A randomized, placebo-controlled, blinded pilot field effectiveness study in the United States showed that dogs with AP treated with fuzapladib sodium (0.4 mg/kg IV for 3 consecutive days) showed statistically greater clinical improvement as compared with dogs treated with a placebo.14
Although dogs that develop severe forms of AP would be the primary target for treatment with fuzapladib sodium, accurate prediction of these cases is not reliably possible.15,16 Several severity scoring systems have been developed for use in humans with AP, but none are sensitive or specific enough for early identification of patients that will move on to have severe disease.
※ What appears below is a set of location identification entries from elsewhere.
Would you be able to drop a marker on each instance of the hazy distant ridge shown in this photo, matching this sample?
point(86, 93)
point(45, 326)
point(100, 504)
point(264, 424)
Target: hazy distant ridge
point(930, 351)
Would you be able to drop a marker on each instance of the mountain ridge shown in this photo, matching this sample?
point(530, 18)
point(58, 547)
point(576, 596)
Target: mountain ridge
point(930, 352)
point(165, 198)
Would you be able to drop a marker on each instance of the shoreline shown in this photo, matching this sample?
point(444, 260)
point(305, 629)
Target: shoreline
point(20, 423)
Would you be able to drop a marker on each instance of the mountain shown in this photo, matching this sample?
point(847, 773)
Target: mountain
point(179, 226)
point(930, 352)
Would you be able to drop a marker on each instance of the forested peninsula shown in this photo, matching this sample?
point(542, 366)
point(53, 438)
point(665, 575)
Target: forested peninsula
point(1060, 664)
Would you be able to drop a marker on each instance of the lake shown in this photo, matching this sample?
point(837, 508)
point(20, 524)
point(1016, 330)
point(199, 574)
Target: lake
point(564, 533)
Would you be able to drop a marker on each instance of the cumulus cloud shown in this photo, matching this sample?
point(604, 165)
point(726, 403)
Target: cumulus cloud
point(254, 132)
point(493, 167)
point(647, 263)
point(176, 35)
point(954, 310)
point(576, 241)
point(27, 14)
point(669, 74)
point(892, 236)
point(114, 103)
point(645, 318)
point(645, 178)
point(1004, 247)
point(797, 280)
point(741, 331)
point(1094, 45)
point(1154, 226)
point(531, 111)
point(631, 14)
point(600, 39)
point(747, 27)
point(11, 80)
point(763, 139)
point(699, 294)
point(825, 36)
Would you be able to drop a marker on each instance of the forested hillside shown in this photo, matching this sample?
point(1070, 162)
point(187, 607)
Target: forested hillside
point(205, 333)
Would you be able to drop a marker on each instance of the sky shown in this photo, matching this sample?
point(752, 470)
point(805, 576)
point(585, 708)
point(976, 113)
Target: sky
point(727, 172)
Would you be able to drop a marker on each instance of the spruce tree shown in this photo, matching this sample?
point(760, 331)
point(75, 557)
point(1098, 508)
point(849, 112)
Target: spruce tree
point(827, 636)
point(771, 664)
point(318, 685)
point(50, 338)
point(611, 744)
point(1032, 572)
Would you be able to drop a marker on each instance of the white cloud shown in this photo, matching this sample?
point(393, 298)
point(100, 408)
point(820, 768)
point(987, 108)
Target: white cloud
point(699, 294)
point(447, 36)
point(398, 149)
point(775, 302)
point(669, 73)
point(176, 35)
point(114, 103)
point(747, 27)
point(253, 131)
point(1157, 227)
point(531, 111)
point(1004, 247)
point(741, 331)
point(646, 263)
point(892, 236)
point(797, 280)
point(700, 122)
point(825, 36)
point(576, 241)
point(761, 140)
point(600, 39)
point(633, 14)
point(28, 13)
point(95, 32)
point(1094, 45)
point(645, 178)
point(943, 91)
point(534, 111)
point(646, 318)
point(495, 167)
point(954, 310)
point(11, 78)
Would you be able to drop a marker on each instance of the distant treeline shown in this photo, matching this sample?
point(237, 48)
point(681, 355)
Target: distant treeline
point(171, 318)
The risk for development of systemic complications or even death due to acute respiratory distress syndrome or systemic inflammatory response syndrome makes early treatment of AP (ie, before development of severe disease) in dogs with fuzapladib sodium a prudent approach.
Beyond the clinical impact, the financial impact of severe pancreatitis, which is often associated with dramatically longer hospital stays and associated costs, may be substantial for the pet owner. Further clinical studies are underway to confirm the clinical utility of fuzapladib sodium for dogs with AP.
PANOQUELL® is a registered trademark of Ishihara Sangyo Kaisha, Ltd.